At the heart of satsolving lies the P=NP question, satsolving is NP-complete, and it is commonly believed that P=NP is not true. I am one of the few people who actually believe it may be true, since there are no real reasons to assume otherwise, and, moreover, when it comes to basic questions, like minimal circuit size for boolean circuits, there are fundamental questions which are still unanswered and which should be solved. Designing algorithms feels like trying to reinvent Edmond's Blossom algorithm often, a partitioning scheme for graphs which was assumed to be hard for a long time until Edmond formulated an answer. [1]
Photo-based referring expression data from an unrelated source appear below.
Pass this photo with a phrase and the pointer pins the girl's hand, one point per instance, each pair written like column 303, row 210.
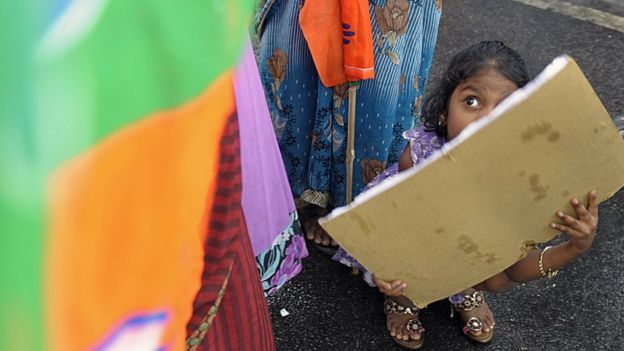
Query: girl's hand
column 393, row 288
column 581, row 229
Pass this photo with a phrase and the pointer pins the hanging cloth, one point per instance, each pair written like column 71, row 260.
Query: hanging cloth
column 339, row 36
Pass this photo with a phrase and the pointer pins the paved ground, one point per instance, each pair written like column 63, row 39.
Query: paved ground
column 332, row 310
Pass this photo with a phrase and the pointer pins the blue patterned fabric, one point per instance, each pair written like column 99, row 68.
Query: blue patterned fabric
column 310, row 120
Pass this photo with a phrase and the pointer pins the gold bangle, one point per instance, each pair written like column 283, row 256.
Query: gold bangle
column 550, row 274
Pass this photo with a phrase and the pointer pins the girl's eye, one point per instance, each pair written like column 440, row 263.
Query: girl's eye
column 472, row 102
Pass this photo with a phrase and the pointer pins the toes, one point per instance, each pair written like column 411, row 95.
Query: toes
column 325, row 239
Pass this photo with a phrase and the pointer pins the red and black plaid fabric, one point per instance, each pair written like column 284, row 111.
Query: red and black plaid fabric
column 242, row 319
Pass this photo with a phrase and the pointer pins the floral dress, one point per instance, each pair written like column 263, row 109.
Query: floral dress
column 310, row 120
column 422, row 145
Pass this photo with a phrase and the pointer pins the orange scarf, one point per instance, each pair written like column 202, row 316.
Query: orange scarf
column 339, row 36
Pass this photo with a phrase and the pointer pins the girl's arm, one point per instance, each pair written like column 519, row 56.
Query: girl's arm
column 581, row 232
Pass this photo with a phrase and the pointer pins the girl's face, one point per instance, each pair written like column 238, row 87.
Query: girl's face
column 474, row 98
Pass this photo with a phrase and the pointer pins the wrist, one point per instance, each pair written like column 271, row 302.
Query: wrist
column 574, row 250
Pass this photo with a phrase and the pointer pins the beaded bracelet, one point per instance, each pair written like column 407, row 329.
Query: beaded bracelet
column 550, row 274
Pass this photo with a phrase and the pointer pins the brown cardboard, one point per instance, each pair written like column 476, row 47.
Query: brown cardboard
column 471, row 212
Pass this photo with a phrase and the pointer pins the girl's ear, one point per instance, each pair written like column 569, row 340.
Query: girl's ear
column 442, row 121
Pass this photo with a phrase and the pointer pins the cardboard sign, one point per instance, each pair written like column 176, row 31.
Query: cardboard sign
column 481, row 203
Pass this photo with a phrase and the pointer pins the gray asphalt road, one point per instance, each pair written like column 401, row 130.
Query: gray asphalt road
column 330, row 309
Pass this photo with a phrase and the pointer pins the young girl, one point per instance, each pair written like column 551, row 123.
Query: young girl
column 477, row 79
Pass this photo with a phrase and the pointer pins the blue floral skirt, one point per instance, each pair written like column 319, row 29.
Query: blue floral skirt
column 310, row 120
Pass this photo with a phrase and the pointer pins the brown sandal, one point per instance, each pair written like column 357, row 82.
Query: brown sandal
column 311, row 213
column 413, row 325
column 468, row 302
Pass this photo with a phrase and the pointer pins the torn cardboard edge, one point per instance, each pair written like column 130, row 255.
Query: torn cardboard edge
column 474, row 242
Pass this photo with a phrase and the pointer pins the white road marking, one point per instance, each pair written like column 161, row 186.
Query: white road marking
column 583, row 13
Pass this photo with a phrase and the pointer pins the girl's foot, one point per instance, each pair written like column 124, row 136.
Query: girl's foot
column 313, row 230
column 477, row 317
column 403, row 323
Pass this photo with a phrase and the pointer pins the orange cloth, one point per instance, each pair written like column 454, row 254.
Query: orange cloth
column 339, row 36
column 129, row 221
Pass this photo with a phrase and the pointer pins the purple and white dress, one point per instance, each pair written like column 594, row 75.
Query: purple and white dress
column 422, row 145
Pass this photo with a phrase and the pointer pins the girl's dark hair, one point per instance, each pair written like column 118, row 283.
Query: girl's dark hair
column 467, row 63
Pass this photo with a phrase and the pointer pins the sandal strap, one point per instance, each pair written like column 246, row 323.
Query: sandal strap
column 468, row 302
column 474, row 325
column 414, row 326
column 393, row 307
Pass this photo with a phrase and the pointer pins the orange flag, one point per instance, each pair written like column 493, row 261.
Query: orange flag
column 339, row 36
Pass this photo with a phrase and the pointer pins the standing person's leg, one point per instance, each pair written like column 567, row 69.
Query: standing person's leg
column 405, row 34
column 300, row 108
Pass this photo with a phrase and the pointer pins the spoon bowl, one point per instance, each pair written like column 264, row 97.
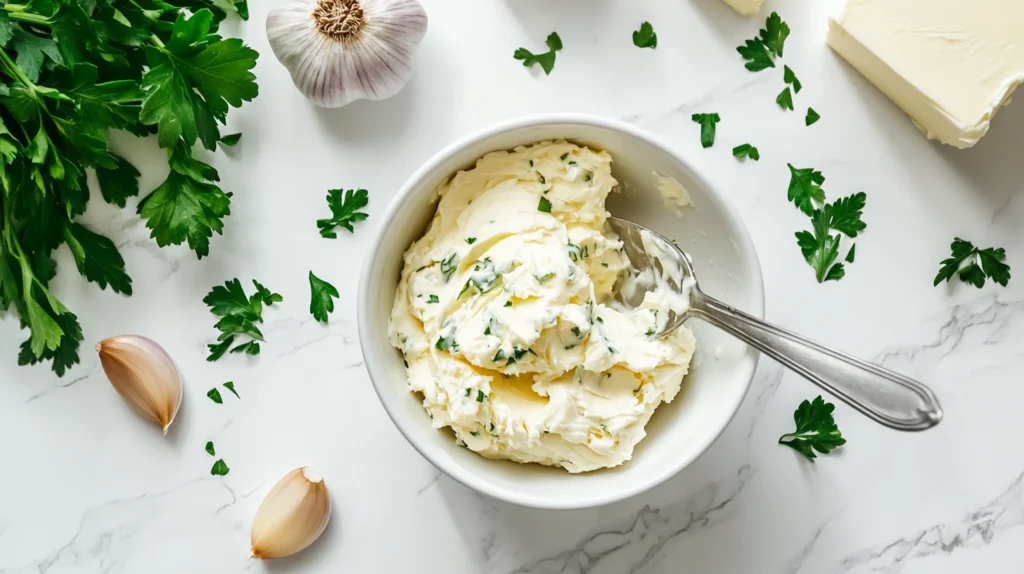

What is nice about a satsolving Nand terms is that it is more easy to formulate heuristics directly on terms. Ultimately, the question is whether there exists a heuristic which would solve most, if not all, terms polynomially by exploiting the structure of the term. Since there are polynomial paths which rewrite a Nand term to minimal size, I found it interesting to study those for a while - or study those on particular structures. [2]

When looking at satsolvers based on CNF -guess I skimmed a few, cough, thousand articles in that direction- one finds heuristics which are often just 'computer friendly' array algorithms and reduce to specific strategies on ordinary Boolean circuits, and by obfuscuating the problem CNF satsolving sometimes lead to its own folkflore. Like believing that there are borders which encode phase transitions between easy and hard, like a clause/variable ratio of 4.2something, whereas it can be easily proven that simple and very hard terms can be encoded on that border with exactly that ratio. Even when it would hint at some result on random generated instances, I don't think it produces any fundamental insight.

My believe is that this research, even if there will always be a lot to be done to give better, faster, provers which are of industrial value, is 'stuck' fundamentally - i.e., it will not generate new, possibly fundamental, better provers which might turn out to be faster, or stronger, in the end. And may even prove P=NP, or otherwise.

[1] I suspect the believe is actually a rather pompous sociological construction. Since scientists are smart, and they didn't find an answer, it can't be true.
[2] For example, if PRIME is P, is there a 'loose informal' relation between the AKS algorithm, a propositional term, and a heuristic on it? Or, does/should it imply a polynomial heuristic?

A small joke should be inserted here.